Cite as: https://hdl.handle.net/11858/00-001M-0000-0019-AA1C-2
Abstract
Intrinsic protein fluorescence of reverse transcriptases from HIV-1 and HIV-2 provides a sensitive signal for monitoring the interaction of the enzymes with primer/template duplex molecules. Kd values for 18/36-mer DNA/DNA duplexes were found to be in the range of a few nanomolar (about 3 times higher for the enzyme from HIV-2 than for that from HIV-1). The quenching of protein fluorescence induced on binding primer/template, together with an increase in extrinsic fluorescence on interaction with primer/template containing a fluorescent nucleotide at the 3'-end of the primer, was used to investigate the kinetics of interaction with reverse transcriptase from HIV-1. The results can be explained in terms of a two-step binding model, with a rapid diffusion-limited initial association (k(ass) = ca. 5 x 10(8) M-1 s-1) followed by a slow isomerization step (k = ca. 0.5 s-1).

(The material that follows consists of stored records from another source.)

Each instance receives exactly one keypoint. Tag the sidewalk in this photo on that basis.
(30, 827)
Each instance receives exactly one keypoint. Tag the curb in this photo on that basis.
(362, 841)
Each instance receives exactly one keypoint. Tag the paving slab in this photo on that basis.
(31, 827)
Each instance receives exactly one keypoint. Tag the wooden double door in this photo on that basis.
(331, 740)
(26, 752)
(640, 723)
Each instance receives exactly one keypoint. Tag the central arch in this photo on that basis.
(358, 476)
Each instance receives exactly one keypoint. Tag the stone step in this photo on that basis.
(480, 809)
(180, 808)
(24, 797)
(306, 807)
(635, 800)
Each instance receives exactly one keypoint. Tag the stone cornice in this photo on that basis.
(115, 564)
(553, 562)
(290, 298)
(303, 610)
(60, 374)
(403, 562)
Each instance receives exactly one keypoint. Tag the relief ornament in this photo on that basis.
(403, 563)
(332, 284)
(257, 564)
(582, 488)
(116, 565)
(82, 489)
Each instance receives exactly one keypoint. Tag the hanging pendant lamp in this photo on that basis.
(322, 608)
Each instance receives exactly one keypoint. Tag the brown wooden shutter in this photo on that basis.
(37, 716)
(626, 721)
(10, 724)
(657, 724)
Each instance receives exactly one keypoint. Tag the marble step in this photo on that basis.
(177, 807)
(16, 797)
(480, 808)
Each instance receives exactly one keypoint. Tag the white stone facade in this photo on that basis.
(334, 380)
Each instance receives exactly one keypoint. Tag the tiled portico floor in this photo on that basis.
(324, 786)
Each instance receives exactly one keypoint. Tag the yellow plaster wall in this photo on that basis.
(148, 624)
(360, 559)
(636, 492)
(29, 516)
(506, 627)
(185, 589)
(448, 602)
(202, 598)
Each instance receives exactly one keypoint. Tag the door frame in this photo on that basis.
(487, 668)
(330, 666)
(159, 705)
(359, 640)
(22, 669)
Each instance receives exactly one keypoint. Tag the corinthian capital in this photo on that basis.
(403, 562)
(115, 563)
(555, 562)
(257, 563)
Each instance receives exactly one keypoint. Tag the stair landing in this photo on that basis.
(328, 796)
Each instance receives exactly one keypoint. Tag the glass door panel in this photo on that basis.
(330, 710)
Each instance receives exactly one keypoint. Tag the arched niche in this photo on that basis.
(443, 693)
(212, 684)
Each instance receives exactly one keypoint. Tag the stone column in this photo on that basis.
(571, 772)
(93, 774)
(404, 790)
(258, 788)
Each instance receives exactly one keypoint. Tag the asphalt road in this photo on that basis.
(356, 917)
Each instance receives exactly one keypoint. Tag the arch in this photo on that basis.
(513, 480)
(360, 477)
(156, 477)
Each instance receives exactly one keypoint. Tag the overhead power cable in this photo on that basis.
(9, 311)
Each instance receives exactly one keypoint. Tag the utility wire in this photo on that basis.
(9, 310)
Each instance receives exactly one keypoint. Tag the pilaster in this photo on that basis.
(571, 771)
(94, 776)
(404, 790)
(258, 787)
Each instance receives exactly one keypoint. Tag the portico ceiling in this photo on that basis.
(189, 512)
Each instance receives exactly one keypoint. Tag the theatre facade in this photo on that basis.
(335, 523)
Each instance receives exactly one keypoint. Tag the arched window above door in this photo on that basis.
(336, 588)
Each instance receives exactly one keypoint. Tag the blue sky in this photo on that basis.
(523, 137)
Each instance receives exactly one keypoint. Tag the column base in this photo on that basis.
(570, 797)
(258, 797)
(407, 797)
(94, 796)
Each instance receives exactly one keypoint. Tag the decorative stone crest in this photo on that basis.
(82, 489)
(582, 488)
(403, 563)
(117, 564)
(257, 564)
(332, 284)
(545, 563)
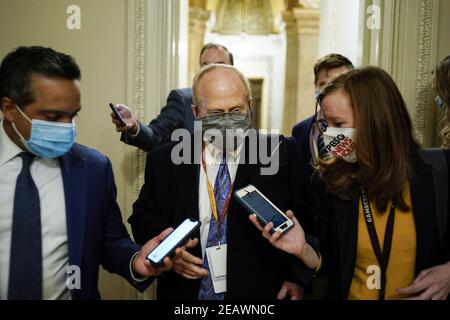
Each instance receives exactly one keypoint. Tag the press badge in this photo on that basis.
(217, 259)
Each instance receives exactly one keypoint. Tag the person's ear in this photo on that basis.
(8, 109)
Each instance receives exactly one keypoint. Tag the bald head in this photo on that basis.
(220, 88)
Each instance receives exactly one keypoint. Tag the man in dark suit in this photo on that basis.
(250, 267)
(59, 220)
(176, 114)
(306, 136)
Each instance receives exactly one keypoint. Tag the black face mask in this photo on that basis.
(226, 130)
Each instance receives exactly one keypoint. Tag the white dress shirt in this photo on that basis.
(48, 179)
(213, 158)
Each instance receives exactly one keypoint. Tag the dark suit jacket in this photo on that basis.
(338, 224)
(95, 231)
(301, 133)
(256, 270)
(176, 114)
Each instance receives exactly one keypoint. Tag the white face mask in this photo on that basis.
(341, 143)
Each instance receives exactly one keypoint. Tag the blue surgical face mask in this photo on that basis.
(439, 102)
(48, 139)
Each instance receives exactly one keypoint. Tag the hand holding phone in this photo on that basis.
(256, 203)
(175, 240)
(117, 115)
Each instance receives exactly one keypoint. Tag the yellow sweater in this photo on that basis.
(400, 271)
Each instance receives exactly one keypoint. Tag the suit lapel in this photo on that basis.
(73, 168)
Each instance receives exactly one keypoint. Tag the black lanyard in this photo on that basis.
(382, 257)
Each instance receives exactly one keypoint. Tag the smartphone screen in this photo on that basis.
(173, 241)
(264, 208)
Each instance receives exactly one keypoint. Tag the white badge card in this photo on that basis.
(217, 259)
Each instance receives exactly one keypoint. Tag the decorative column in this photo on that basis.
(302, 31)
(198, 17)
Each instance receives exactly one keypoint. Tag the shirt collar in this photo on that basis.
(8, 149)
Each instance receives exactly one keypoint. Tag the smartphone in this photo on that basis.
(256, 203)
(117, 114)
(174, 240)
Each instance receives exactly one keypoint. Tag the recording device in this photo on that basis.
(173, 241)
(117, 114)
(256, 203)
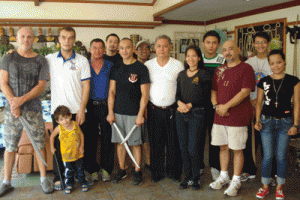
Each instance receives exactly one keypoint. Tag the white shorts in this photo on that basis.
(234, 137)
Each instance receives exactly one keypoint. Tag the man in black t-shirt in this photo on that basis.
(112, 43)
(127, 100)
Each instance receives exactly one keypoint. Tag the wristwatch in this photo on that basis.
(296, 126)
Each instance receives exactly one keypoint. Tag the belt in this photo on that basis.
(161, 107)
(270, 117)
(97, 103)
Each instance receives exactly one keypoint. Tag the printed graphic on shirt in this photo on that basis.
(266, 91)
(133, 78)
(220, 73)
(195, 80)
(258, 76)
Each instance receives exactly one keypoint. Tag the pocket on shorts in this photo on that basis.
(288, 121)
(264, 120)
(198, 112)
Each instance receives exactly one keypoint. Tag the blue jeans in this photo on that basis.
(275, 140)
(190, 129)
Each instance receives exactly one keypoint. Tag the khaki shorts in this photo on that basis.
(234, 137)
(13, 129)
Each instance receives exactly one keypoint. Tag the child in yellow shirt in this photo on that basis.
(71, 146)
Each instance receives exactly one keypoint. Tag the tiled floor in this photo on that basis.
(165, 189)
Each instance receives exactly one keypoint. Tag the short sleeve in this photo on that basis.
(248, 78)
(214, 83)
(5, 61)
(44, 73)
(86, 70)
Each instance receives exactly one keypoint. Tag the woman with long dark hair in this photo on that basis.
(192, 97)
(276, 120)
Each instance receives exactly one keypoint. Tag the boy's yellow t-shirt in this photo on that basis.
(69, 143)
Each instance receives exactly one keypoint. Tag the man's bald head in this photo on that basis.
(230, 51)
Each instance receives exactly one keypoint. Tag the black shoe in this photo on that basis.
(137, 178)
(174, 179)
(147, 167)
(119, 176)
(196, 185)
(156, 179)
(184, 184)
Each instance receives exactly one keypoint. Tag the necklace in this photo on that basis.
(277, 91)
(193, 70)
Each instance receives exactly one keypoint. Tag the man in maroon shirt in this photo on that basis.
(231, 87)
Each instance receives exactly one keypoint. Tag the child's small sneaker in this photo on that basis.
(233, 188)
(95, 177)
(280, 194)
(262, 192)
(219, 183)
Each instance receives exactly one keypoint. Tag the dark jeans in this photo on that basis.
(249, 165)
(191, 129)
(214, 151)
(164, 143)
(96, 116)
(73, 168)
(60, 163)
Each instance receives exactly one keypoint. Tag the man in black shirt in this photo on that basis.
(112, 43)
(127, 100)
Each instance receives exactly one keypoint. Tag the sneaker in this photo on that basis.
(233, 188)
(196, 185)
(190, 182)
(273, 182)
(5, 188)
(279, 194)
(201, 171)
(88, 178)
(137, 178)
(95, 177)
(262, 192)
(105, 176)
(246, 176)
(215, 173)
(119, 176)
(219, 183)
(184, 184)
(46, 186)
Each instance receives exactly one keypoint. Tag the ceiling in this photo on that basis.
(206, 10)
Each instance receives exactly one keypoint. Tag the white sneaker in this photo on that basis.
(219, 183)
(215, 173)
(233, 188)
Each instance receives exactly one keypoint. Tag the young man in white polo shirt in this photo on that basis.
(163, 71)
(70, 86)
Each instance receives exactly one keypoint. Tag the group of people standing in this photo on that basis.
(172, 104)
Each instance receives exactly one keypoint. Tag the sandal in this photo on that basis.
(68, 189)
(85, 188)
(57, 186)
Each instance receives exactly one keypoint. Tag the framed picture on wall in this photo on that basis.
(244, 35)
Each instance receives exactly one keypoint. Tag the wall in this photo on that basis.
(79, 11)
(289, 13)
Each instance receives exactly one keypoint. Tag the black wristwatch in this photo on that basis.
(296, 126)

These (forward) rate constants are increased in the presence of a non-nucleoside inhibitor (S-TIBO) of HIV-1 reverse transcriptase, while the reverse rate constant for the second step is decreased, leading to an increase in affinity between the enzyme and primer/template by a factor of at least 10 when S-TIBO is bound. The results are discussed in terms of present knowledge of the structure of reverse transcriptase.